Written under the pseudonym Scarlett O'Kelly, the author gives an eye-opening picture of what she experienced when she resorted to prostitution to maintain her comfortable home and family lifestyle in the face of the financial collapse.

It is significant that a serious publisher like Penguin Ireland is bringing out the book, which is titled Between The Sheets. “This is a detailed account of a real person's life,” says Penguin Ireland’s managing director, Michael McLoughlin. “We have checked this woman's story thoroughly and we are satisfied that it’s genuine. What her book reveals is going to shock a lot of people, but it's important that we all understand the impact the recession is having on our society at all levels."

The woman who became an escort is an average, respectable, middle-class person living in a nice home. A separated mother with three children, she has had a number of well paid office jobs. But when she lost her last job and could not get another, she was finding it difficult to make ends meet. So she began escort work.

“I am an ordinary mum getting on with life.

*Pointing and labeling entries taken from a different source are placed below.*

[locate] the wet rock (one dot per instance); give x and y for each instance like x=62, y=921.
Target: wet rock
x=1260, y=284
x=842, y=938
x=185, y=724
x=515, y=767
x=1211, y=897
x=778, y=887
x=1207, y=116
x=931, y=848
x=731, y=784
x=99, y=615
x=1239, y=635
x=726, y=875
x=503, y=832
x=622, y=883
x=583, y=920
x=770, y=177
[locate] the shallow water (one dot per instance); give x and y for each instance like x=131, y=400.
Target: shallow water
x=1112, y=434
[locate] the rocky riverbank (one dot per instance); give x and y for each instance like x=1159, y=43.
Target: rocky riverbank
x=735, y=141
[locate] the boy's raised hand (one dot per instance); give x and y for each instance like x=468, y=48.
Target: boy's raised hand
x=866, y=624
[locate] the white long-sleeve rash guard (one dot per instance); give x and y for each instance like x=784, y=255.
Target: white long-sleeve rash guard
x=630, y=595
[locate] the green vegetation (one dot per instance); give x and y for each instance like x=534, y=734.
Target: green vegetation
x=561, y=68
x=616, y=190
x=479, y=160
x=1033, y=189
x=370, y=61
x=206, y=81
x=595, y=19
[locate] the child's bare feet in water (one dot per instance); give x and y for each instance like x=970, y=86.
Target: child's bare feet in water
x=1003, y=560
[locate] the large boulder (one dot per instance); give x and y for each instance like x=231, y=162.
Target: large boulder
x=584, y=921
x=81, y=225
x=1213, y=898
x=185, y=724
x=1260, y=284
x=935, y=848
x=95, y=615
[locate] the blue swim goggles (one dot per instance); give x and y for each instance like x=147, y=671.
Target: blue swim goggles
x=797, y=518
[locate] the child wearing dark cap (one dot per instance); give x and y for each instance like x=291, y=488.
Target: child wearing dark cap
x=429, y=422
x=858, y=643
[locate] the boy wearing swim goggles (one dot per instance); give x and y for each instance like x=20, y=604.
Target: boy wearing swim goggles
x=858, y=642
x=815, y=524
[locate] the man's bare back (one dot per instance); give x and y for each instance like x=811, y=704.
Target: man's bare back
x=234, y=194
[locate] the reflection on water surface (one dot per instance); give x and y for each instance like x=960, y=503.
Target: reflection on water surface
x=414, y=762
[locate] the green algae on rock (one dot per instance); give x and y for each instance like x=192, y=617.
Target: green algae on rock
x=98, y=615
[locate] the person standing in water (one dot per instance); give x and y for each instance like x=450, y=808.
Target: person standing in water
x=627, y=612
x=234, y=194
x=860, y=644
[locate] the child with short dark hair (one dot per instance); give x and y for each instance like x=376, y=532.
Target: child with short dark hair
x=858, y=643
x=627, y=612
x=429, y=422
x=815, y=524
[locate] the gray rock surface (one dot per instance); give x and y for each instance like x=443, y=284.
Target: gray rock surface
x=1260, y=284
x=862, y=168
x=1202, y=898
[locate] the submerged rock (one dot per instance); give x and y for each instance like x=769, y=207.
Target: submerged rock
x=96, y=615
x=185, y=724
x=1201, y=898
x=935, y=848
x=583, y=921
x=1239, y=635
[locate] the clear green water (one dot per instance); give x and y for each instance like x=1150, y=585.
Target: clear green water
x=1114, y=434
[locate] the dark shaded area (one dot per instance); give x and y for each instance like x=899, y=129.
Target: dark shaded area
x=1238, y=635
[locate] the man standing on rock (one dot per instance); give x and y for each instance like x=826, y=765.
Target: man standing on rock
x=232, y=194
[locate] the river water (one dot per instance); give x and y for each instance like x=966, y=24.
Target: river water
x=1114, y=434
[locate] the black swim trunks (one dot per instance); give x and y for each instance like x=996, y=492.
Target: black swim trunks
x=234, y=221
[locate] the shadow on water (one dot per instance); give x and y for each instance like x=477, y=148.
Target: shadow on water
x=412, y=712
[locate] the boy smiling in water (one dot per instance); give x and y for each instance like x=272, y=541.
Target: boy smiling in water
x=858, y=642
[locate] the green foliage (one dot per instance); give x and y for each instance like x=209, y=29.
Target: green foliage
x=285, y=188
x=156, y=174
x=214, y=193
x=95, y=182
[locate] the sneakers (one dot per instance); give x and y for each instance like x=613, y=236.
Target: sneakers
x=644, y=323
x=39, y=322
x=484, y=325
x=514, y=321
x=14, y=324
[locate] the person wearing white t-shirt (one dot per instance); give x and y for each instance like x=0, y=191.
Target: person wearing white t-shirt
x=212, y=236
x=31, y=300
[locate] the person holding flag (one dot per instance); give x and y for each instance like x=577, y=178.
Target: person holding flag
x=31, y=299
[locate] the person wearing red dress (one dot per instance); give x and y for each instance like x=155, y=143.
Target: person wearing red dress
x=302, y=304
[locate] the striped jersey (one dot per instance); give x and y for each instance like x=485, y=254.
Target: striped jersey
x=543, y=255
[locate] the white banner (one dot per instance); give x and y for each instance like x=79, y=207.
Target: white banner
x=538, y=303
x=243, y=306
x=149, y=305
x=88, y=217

I'm someone who you would comfortably chat to at the school gates - perhaps you have - or in the doctor's surgery or while queuing at the post office,” says Scarlett in the book. “I am basically anyone who looks like an attractive, educated woman hitting forty. How I pay my mortgage, fund the children's hobbies and put food on the table may make me unusual, but I hope it doesn't change who I am.”

The neighbours in her respectable neighbourhood had no idea how the author was earning her money in the year she spent working as an escort. Michael McLoughlin of Penguin confirms the author’s description of herself as being an ordinary mum next door, not people’s stereotypical image of an escort. She sees herself as a modern woman and does not feel guilty about what she did.

Indeed, in a claim that is likely to anger feminists and groups fighting prostitution, the book’s advance publicity says that she feels that she benefitted from the experience in ways that were more than financial. Although she set out to make money, the publicity says, “along the way she became sexually liberated herself. Her experience gave her a unique insight into how women can be happier and more fulfilled in their sex lives and have stronger relationships as a result."

Having said that, the author says that the work took its toll in other ways. Michael McLoughlin confirms that she no longer works in the field. "There were a couple of factors. As the time went on, she found that living a double life was really stressful. She just found she was on edge a lot of the time. Ireland is so small she lived in constant fear of somehow being discovered. Along with that, she found that fewer men were in a position to pay her high rates and also other women started doing the same thing, on a freelance basis like her, so she had more competition. So it really wasn't worth the stress she was putting herself through and she went about looking for more orthodox work again. And this time she got a job."

The publicity describes the book as "an insightful view of the toll the recession is taking on the intimate lives of Irish couples." It says that the author describes how, "in coming face to face with Irishmen's deepest fears and desires, she saw a side of them she never expected to, a side she believes remains hidden from most women."

The book claims to be "an illuminating and explicit account of a year spent working as an escort in middle Ireland, a gripping account of living a double life – and the high price it exacts."

As the leading publisher in Ireland in recent years -- with eight Number One bestsellers last year -- Penguin Ireland produces books across the spectrum from literary works to popular fiction and memoirs. “We thought long and hard about publishing this book," says Michael McLoughlin, who feels it is justified because it is dispels the myth that it is only foreign women who are involved in the escort business here. The recession means that some middle class Irish women are now deciding to try it.

"We feel it is a fascinating story and shows yet another aspect of how the downturn is forcing people into difficult choices," Mr McLoughlin says.